J'étais sorti de mon corps et m'observais baiser cette inconnue dans cette frêle esquif.

D'un coup, je scrutais l'horizon et vis l'arrivée s'approcher dangereusement.

Je n'arrivais pas à me terminer. Sa joue à elle collée contre la vitre, elle balança ses bras en arrière, agrippa ma nuque et me rapprocha de son cou à elle. Je la sentais, la goûtait, la dévorais. Son goût joignait son odeur, une animalité presque humaine, un appel au plaisir.

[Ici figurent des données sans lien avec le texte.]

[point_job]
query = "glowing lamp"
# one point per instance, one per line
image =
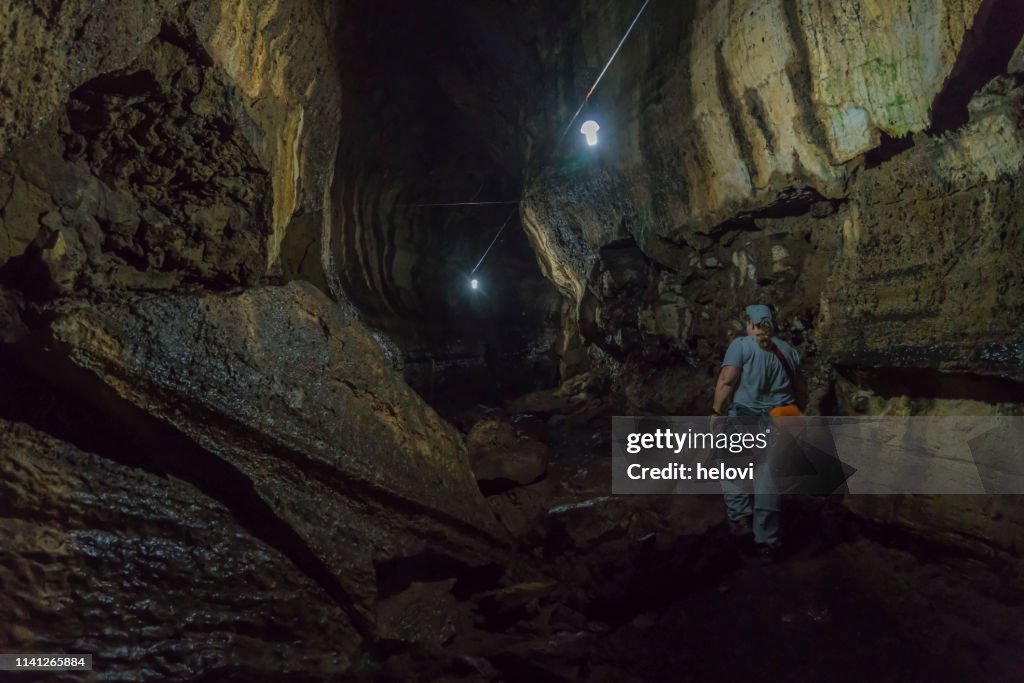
(590, 129)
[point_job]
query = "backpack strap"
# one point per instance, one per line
(785, 366)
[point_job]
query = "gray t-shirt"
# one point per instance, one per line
(763, 383)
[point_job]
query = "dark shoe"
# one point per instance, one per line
(740, 527)
(769, 553)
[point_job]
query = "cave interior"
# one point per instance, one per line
(315, 316)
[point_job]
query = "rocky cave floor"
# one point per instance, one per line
(635, 588)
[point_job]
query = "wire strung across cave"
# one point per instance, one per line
(493, 242)
(603, 71)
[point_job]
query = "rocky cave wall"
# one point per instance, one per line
(856, 165)
(185, 429)
(408, 266)
(188, 206)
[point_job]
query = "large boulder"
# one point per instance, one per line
(150, 575)
(278, 393)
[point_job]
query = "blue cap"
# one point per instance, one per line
(758, 313)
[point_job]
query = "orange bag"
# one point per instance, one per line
(787, 411)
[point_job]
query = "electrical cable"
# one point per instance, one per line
(462, 204)
(487, 250)
(601, 75)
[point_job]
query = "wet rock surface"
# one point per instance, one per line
(209, 473)
(153, 578)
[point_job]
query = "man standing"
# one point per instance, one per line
(758, 376)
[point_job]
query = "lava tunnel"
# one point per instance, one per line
(601, 341)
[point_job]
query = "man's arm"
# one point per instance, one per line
(727, 381)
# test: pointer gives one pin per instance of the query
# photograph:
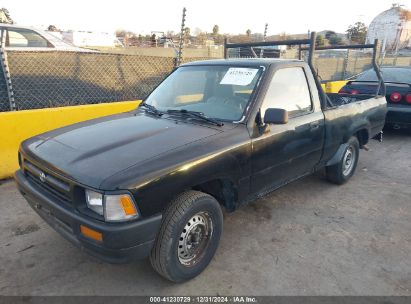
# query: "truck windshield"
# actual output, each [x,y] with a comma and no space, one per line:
[219,92]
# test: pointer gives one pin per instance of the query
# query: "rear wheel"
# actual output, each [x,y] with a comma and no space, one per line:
[188,237]
[345,168]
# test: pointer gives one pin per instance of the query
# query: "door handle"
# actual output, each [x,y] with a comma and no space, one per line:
[314,125]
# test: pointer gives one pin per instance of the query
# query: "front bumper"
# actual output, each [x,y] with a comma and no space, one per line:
[122,242]
[398,115]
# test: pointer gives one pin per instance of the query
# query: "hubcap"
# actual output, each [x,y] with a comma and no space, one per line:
[348,160]
[195,238]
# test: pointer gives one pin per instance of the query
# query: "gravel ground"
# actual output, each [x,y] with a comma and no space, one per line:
[308,238]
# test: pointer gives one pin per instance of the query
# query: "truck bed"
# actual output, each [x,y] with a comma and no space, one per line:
[348,115]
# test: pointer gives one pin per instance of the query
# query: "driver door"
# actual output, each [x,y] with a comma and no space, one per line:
[287,151]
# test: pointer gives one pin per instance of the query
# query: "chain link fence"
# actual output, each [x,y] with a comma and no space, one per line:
[54,78]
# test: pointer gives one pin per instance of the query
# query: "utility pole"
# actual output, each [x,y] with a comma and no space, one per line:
[265,32]
[180,46]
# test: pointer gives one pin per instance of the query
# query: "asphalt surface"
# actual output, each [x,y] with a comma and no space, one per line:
[308,238]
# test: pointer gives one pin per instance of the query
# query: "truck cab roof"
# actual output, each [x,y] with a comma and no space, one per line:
[266,62]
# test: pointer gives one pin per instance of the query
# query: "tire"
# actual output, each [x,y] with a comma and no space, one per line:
[342,171]
[193,217]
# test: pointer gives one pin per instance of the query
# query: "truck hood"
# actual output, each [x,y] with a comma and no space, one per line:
[94,150]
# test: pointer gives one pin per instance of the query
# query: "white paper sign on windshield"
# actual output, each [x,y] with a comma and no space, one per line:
[239,76]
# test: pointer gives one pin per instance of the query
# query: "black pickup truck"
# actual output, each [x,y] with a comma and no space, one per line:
[214,134]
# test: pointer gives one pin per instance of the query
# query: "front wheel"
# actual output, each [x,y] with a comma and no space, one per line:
[345,168]
[188,237]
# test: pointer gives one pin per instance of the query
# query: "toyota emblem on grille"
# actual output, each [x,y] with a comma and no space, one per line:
[42,177]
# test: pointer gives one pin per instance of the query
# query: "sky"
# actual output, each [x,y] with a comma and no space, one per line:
[233,17]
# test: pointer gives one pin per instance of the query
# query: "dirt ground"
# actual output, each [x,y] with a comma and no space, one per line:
[308,238]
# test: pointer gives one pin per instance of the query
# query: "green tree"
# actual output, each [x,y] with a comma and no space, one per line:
[5,16]
[357,33]
[335,40]
[320,41]
[328,34]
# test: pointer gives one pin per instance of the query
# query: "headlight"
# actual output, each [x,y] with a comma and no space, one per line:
[115,208]
[95,201]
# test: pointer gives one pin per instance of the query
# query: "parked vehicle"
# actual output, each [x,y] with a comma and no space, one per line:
[398,92]
[214,134]
[22,38]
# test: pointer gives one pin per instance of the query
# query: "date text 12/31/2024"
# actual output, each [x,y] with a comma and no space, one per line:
[204,299]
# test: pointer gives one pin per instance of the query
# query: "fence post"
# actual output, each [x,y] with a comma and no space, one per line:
[6,72]
[181,42]
[345,67]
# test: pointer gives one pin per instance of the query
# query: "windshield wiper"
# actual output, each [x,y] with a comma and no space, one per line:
[195,114]
[151,109]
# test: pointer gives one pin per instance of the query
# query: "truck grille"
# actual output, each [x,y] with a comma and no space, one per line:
[48,181]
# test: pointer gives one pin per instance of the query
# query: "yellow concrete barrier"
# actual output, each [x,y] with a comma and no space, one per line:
[20,125]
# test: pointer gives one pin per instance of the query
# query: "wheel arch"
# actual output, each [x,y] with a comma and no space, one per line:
[222,189]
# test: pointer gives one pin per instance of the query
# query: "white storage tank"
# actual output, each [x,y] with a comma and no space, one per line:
[392,28]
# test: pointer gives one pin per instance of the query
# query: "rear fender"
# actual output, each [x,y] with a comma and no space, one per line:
[338,155]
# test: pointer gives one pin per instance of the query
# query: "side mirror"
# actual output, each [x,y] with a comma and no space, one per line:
[275,116]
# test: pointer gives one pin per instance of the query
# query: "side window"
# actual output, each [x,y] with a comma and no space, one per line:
[25,38]
[288,90]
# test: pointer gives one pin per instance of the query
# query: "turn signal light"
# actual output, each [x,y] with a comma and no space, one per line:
[91,234]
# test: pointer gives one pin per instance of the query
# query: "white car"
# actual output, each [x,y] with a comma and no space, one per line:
[21,38]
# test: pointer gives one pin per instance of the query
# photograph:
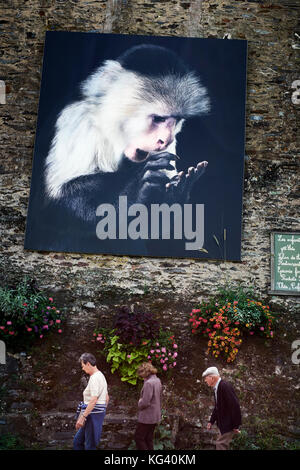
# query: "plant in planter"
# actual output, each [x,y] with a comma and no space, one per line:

Son rythme s'accorda au mien. Je sentais ses fesses sur mon bassin et entendais de sa bouche entr'ouverte son souffle court et de plus en plus rapide. Se cambrant brusquement, elle me fit jouir en elle. Une pression infinie se lâcha enfin et serré en elle par son orgasme, je sentis ses contractions tandis que son dernier râle laissait place au silence et que mon fluide se déversait en elle. Exténué, je tombai sur le siège.

Elle s'assit en face de moi, toute souriante. De ses yeux en amande, elle me fit comprendre que je devais me rhabiller car nous arrivions.

J'essayai tant bien que mal de ranger mon sexe encore dur dans mon slip trempé, le front dégoulinant de sueur, le souffle court. Je n'avais rien compris de ce qui venait de se passer, me rendant seulement compte de mon état de fatigue. Je sortais du marathon le plus court qu'il soit.
La cabine s'arrêta enfin et la porte s'ouvrit. Les jambes serrées et contorsionnées pour cacher mon entrejambe, je fis signe à la demoiselle qu'elle pouvait sortir avant moi.

« - Gracias rubio. »

J'admirais ses fesses alors qu'elle s'éloignait et je dus quitter la cabine sous le regard moqueur du groom.

Ma bite calmée, je me dirigeai vers le centre ville pour enfin déguster una cerveza. Je trouvai un bar à tapas et bu la plus petite bière qu'il me fut donné de voir dans ma vie, una caña. C'était ridicule. Tout était petit dans ce pays. Les tapas, les bières, les téléphériques.

Après dix de ces bébés bières, je trouvai le pays plus accueillant, mais fatigué de ma solitude, je rentrai à l'hôtel, accompagné d'une bouteille de sangria achetée dans une épicerie.

Je bus seul dans mon lit, pensant à Rachel et à cet enculé qui avait détruit et volé ma vie. Je pensai aussi à cette inconnue à la peau sombre. Je pensai à ma vie et me rendit compte que m'envoyer en l'air avec cette fille sans nom dans une cabine de téléphérique était sûrement la chose la plus belle que j'avais faite. Et je ne l'avais même pas embrassée.

Triste, je pleurai des larmes de sangria et m'endormis dans mon chagrin.